Journal of Legal Education, Vol. 5804, 2009
JOHN MITCHELL, Seattle University
School of Law
ANNE M. ENQUIST, Seattle University School of Law
BRYAN L. ADAMSON, Seattle University School of Law
LISA ELLEN BRODOFF, Seattle University School of Law
MARILYN BERGER, affiliation not provided to SSRN
PAULA LUSTBADER, Seattle University School of Law
January 2008, the authors presented an Open Source program at the National AALS
Conference in which they explored the applicability of cognitive/developmental
theories of play to our work as scholars and teachers. The authors sang,
lectured on theories of play, and involved over 100 law professors in an
exercise in which participant groups employed either visual art or music to
explain the tort concept of "lost chance."

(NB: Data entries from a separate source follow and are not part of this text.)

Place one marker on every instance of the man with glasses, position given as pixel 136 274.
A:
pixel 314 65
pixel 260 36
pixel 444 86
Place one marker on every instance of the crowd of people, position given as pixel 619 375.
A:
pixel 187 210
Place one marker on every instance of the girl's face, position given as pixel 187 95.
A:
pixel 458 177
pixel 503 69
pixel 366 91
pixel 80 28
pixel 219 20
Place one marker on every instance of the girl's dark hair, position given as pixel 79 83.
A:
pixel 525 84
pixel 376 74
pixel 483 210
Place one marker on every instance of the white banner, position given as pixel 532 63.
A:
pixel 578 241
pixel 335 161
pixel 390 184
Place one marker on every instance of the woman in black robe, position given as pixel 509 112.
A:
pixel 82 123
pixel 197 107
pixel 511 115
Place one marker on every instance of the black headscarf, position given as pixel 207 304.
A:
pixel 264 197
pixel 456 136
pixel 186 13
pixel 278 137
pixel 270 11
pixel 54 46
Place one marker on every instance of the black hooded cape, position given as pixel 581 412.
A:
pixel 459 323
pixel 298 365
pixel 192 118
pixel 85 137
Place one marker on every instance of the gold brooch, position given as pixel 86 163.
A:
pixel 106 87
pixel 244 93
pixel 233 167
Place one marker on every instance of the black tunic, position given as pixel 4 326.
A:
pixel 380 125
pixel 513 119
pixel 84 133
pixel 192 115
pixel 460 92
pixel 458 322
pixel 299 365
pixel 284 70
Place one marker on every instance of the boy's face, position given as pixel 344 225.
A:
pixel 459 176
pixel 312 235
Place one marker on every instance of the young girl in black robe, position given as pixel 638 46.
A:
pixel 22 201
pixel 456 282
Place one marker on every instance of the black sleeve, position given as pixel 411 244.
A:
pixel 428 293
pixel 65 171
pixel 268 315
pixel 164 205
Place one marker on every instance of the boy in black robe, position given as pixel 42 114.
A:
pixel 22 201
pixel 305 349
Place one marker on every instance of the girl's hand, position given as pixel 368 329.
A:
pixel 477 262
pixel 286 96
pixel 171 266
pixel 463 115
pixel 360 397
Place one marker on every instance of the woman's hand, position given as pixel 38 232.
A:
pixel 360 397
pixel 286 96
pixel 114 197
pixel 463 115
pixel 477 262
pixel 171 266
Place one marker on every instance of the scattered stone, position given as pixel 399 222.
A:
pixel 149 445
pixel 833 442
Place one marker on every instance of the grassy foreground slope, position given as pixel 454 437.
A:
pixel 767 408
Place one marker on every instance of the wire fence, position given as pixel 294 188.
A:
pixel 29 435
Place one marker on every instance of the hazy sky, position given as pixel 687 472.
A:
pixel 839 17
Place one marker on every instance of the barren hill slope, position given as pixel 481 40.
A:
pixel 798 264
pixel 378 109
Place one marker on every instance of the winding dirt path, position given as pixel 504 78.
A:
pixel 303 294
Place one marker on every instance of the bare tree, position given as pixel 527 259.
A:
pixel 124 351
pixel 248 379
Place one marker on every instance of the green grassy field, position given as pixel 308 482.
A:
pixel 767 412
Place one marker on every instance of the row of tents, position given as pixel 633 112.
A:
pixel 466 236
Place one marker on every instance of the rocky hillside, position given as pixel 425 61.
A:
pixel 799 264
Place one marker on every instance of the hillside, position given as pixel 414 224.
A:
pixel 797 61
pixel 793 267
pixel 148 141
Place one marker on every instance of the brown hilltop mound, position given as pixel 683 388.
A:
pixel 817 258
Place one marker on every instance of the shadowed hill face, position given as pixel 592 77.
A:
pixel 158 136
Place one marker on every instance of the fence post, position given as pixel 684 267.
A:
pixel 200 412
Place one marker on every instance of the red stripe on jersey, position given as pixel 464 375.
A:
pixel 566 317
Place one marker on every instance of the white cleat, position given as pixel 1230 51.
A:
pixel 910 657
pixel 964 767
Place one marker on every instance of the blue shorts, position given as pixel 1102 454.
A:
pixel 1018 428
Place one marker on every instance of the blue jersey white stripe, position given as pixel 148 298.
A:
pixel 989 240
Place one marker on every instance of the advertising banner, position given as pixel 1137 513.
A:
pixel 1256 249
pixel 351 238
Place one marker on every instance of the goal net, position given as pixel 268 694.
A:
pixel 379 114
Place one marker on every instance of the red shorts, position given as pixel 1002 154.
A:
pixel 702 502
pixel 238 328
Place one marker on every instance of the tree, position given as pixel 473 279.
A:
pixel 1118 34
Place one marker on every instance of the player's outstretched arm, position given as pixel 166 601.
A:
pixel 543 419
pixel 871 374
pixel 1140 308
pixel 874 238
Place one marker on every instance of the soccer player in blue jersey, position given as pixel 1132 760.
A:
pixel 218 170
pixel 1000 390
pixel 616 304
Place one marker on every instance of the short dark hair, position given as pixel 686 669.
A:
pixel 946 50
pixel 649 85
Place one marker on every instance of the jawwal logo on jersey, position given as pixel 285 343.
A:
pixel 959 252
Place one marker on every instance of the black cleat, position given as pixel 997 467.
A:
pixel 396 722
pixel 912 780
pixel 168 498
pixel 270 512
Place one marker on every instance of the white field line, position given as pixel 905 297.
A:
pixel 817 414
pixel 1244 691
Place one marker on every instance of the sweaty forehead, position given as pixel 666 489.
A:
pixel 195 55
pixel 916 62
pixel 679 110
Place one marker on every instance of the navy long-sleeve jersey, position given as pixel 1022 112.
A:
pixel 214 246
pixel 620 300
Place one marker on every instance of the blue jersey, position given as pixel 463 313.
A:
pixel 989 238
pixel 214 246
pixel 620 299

In this article, we build upon that program and present an extensive analysis of the literature on childhood play, focusing on those aspects of the type of "play" which enhances development of creative problem-solving and innovation. We then explore the adult manifestation of this childhood cognitive activity, what John Dewey called a "playful attitude," assessing its implications for our scholarship and teaching. As it turns out, these implications are significant, as we detail in the last two sections of the article where we focus on the nexus between play theory and our work as professors of law.